Going back….have you left somewhere for a while, then returned not knowing what to expect? Taylor did that today.
She ended her internship with a local company in December, the month she started at Heartfelt. They had offered her full time, but she had taken a step back and looked at the lives of the people she worked with and at her Dad’s life, as it was a sister company. She determined that was not the life she wanted. She didn’t want to sell her moments, she wanted to live them. Three weeks later Archie was diagnosed with cancer. Decision well made.
Financially, that was a hard call. The one thing she misses about the idea of the job, other than the money, or loving the actual work she did, was the people she worked with daily and the vendors with whom she built relationships.
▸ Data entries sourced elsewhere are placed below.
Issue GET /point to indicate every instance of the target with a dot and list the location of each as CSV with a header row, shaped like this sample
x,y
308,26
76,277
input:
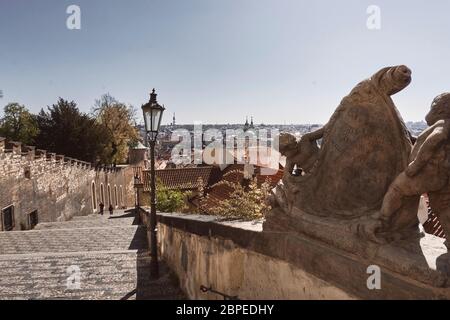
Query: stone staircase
x,y
108,255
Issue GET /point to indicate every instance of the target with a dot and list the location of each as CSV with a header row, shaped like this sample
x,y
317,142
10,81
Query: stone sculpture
x,y
428,170
360,191
365,146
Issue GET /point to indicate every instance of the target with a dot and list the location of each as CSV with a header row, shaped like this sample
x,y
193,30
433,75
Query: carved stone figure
x,y
365,146
360,191
303,154
428,171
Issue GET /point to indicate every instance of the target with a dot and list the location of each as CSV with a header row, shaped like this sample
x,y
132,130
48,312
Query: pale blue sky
x,y
216,61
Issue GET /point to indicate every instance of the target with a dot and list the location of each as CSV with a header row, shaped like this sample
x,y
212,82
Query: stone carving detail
x,y
428,171
365,145
360,190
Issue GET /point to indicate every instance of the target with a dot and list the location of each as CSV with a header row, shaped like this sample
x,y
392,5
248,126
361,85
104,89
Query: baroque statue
x,y
366,178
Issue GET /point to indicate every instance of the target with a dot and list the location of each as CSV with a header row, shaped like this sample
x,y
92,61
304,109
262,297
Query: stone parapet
x,y
240,259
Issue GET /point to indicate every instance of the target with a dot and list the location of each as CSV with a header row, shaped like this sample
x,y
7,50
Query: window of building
x,y
7,216
33,219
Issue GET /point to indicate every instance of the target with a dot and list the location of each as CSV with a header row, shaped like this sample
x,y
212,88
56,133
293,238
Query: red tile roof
x,y
182,178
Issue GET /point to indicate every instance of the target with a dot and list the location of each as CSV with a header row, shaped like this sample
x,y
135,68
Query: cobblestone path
x,y
108,255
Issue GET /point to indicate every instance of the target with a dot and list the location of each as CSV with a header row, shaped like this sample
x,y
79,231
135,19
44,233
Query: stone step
x,y
88,222
102,276
73,240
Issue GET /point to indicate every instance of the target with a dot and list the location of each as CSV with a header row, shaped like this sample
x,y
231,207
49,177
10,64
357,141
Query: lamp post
x,y
152,117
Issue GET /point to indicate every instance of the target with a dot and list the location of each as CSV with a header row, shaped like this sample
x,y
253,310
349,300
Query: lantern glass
x,y
152,118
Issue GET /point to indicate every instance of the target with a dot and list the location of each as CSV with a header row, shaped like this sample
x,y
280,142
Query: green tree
x,y
64,129
18,124
118,120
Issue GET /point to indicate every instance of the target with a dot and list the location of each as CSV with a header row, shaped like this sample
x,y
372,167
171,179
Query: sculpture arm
x,y
426,151
315,135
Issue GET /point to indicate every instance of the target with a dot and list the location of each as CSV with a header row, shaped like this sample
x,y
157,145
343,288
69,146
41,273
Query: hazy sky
x,y
216,61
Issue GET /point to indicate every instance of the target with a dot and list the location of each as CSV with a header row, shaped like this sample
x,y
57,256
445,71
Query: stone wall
x,y
56,186
239,259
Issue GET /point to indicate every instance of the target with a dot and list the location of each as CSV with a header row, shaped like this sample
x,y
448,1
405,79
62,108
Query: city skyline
x,y
216,62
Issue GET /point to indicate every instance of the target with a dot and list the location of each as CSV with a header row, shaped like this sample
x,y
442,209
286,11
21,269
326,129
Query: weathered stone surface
x,y
35,180
239,259
365,146
428,172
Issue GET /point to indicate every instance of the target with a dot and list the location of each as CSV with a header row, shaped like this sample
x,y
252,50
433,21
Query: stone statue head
x,y
393,79
440,109
287,143
384,83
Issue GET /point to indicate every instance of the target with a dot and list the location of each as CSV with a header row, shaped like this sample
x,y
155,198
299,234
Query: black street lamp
x,y
152,117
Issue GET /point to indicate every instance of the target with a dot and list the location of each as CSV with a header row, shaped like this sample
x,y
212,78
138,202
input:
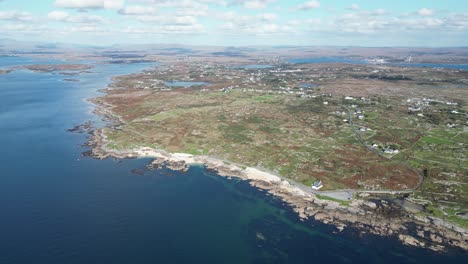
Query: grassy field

Today she ran invitations in to her former co-workers for her graduation. This was the first time she’s been back…. .
I was worried for her. She is so very raw from loosing her dad, I didn’t know if walking into the place she had spent 8 months, her dad was one of her vendors, and where she had built relationships, would flood her with additional feelings of loss. Thankfully all went well. She stepped away…still feeling lost, but reassured she had made the right decision–no different than when she woke up this morning.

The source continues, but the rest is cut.